Ali perched on the arm of the sofa and Nora found a place to sit on the floor. Una shooed next door’s children out of the chair so she could sit there and they joined Nora on the rug but Nora still had a good view of her dad. First he opened her safe present. She could never go wrong with coffee. It was like a sacred ritual in their house. Ali nodded sagely at the coffee beans Nora had bought him and his favourite biscuits to have with his coffee. He opened his card and passed it straight to his wife, who carefully read every word of the verse. Nora had tried to explain that nobody really paid a lot of attention to the verses in cards but her mother didn’t agree. ‘If that was the case, then why are they there?’ her mother had argued. Nora had learned that a well-chosen card could have her mother shedding a tear, which always meant extra Brownie points for Nora. She was torn between watching her mother read the card and her father opening his next present.
Ali completed his task first. ‘What do we have here?’ he asked, as he carefully removed the woollen item from its wrapping paper. He held it up and studied it. His expression seemed to be still asking the same question. He looked around the garment to Nora for an explanation.
‘It’s a sweater vest. A tank top. It’s like a jumper but without any sleeves,’ she said. The many faces in the room looked at her blankly. ‘You can wear it over another top like a shirt.’
‘OK,’ said her dad. She could see he was trying hard to be positive about it.
‘I made it. I knitted it all myself.’ She wobbled her head. ‘With a bit of help from a friend but mainly I did it on my own. It’s the first thing I’ve ever knitted,’ she said to the assembled faces. ‘Try it on, Dad.’
Her dad’s expression changed to one of utter pride. He got his head and arms in all right but then it ground to a halt. Perhaps Nora had misjudged the sizing. ‘Give it a tug,’ suggested Lilian-from-next-door, who was sitting next to her father. She helpfully pulled the garment down. While the intention was to pull it down, it first needed to go over Ali’s rotund middle section– something Nora hadn’t accounted for. He had embraced life in Melton Mowbray and was a regular at Ye Olde Pork Pie Shoppe. She could see her dad was holding his breath. He looked like he was wearing a knitted corset and she feared for the sweater vest when he finally breathed again. There was a tear on her mother’s cheekbut Nora didn’t know if it was from the card or the state of her daughter’s knitting.

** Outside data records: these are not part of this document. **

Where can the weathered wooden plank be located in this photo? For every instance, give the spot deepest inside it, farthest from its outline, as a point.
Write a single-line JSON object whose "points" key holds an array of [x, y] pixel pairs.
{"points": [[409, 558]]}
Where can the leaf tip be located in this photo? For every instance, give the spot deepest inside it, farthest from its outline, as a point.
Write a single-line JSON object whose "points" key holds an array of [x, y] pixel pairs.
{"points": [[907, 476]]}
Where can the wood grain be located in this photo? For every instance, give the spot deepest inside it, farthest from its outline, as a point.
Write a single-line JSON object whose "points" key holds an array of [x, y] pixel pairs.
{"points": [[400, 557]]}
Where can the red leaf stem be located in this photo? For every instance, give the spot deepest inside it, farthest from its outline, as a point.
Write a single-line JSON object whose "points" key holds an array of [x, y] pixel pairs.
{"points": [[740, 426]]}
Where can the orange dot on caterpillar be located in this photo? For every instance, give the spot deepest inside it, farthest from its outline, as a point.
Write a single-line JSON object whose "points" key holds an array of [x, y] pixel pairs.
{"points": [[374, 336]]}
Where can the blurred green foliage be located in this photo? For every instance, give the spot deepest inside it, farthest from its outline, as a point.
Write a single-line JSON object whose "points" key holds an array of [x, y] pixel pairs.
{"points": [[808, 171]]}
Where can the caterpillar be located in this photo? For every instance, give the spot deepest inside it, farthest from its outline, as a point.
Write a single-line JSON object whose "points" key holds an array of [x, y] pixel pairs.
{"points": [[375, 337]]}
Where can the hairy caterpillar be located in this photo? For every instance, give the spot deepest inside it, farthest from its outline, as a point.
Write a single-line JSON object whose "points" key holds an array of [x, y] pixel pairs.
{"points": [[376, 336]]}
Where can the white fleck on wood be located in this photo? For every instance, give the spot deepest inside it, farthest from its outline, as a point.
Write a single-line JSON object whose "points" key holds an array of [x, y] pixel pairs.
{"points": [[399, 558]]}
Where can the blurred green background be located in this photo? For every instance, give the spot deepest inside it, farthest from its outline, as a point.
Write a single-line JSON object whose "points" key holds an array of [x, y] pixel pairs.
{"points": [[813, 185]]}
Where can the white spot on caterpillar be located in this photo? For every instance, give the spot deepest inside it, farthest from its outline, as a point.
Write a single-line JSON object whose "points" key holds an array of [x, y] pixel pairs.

The rest of the evening was filled with chatting, laughter and many cups of coffee once they had managed to wrestle Ali out of his sweater vest without doing him or the top any permanent damage. Nora’s phone pinged with a text from Liam and she was about to read it when her mum flicked the light switch and plunged them all into darkness. Nora would have to read it later. Una carried in a cake with a single candle on top and started a round of a traditional Bosnian birthday song that only she, Ali and a couple of others there knew, so everyone else just sang happy birthday. Ali blew out his single candle and everyone clapped.
Nora had a quick look at her phone.
Hey how’s it going?
It was a good sign that Liam was messaging her unprompted. She fired back a quick reply.

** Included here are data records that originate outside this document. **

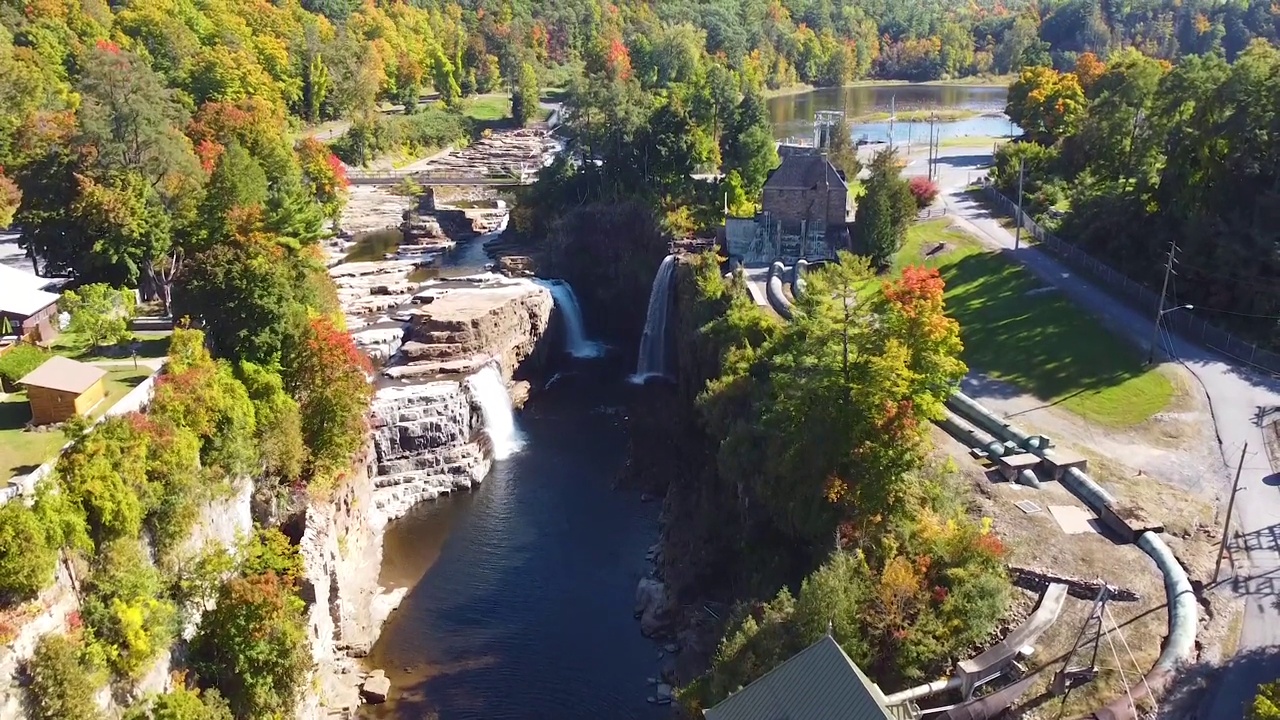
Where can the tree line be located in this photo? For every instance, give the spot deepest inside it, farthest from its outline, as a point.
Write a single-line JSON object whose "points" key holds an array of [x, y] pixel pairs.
{"points": [[1134, 155]]}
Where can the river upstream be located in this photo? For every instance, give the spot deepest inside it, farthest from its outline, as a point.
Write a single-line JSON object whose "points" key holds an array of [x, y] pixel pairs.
{"points": [[520, 593]]}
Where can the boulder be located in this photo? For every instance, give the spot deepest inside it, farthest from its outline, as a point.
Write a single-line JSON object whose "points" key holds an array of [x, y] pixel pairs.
{"points": [[375, 687], [653, 607]]}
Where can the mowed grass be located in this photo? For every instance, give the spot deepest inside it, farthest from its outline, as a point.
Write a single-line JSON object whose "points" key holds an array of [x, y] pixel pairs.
{"points": [[22, 451], [1016, 329]]}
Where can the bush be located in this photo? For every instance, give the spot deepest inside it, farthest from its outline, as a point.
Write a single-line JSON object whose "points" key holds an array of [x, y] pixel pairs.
{"points": [[1266, 705], [18, 361], [62, 686], [252, 647], [27, 561], [128, 620], [924, 191], [182, 703]]}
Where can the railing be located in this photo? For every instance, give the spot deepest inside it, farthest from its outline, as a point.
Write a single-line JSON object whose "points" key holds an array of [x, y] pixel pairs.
{"points": [[1184, 322]]}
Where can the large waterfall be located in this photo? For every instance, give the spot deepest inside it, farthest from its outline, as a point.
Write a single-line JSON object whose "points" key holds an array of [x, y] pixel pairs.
{"points": [[499, 419], [575, 332], [653, 343]]}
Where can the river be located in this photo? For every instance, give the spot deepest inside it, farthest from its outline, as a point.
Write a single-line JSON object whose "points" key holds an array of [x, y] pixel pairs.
{"points": [[792, 115], [522, 589], [521, 592]]}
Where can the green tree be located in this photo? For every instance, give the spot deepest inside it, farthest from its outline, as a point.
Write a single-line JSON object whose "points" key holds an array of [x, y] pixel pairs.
{"points": [[62, 686], [100, 313], [128, 620], [1266, 703], [182, 703], [885, 210], [27, 561], [842, 153], [252, 646], [524, 95], [279, 423]]}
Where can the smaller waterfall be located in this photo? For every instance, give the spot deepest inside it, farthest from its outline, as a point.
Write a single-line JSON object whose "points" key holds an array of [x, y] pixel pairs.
{"points": [[499, 419], [653, 342], [575, 332]]}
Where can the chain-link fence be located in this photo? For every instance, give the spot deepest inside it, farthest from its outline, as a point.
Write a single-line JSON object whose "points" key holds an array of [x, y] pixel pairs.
{"points": [[1183, 322]]}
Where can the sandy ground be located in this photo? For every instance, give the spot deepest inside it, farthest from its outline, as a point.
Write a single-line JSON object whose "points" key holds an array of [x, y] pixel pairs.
{"points": [[1037, 541]]}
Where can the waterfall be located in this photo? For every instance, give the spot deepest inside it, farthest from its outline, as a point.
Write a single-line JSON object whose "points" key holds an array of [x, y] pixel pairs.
{"points": [[499, 419], [653, 342], [575, 332]]}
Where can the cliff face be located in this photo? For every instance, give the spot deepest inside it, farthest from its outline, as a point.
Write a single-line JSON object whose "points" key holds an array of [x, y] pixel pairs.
{"points": [[426, 442], [222, 522]]}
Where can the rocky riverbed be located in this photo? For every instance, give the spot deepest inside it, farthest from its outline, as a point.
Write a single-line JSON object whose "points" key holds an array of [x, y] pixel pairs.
{"points": [[424, 336]]}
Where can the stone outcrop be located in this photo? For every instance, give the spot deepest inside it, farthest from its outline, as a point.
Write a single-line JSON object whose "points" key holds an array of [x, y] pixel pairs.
{"points": [[489, 315], [342, 552], [428, 441]]}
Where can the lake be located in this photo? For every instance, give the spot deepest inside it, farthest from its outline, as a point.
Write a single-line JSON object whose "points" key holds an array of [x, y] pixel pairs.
{"points": [[792, 115]]}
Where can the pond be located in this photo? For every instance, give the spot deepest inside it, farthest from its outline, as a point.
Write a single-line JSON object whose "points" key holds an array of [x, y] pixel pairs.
{"points": [[979, 112]]}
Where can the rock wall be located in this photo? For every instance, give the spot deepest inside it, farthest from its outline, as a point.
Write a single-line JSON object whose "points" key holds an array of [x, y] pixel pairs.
{"points": [[428, 441], [223, 522], [342, 551]]}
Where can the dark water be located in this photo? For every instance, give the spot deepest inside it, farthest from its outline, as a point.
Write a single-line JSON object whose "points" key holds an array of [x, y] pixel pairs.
{"points": [[522, 589], [467, 256], [792, 114]]}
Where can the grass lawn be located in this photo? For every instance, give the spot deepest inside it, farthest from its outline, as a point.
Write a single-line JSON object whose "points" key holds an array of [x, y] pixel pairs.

Visiting my parents. How about you?
Slices of cake were passed around and Nora had just taken a large bite of her piece when her mother asked the dreaded question. ‘So, Nora, how is the husband-hunting going?’
Everyone stopped to listen. It was like those moments in werewolf films when the stranger walks into the busylocal pub and it goes completely quiet, only here there was cake and no mythical beasts. It was made worse by the fact that Nora needed to speedily finish her mouthful of cake before she could answer. There was a nanosecond where she considered revealing the 37 per cent rule but she dismissed it. Her parents would likely not understand but, more importantly, Nora did not want to reveal to them just how many boyfriends there had been.
She slapped on a smile, then worried that she might have chocolate cake on her teeth and stopped. ‘I’m not husband-hunting, Mum, and you know that. I’m fine as I am.’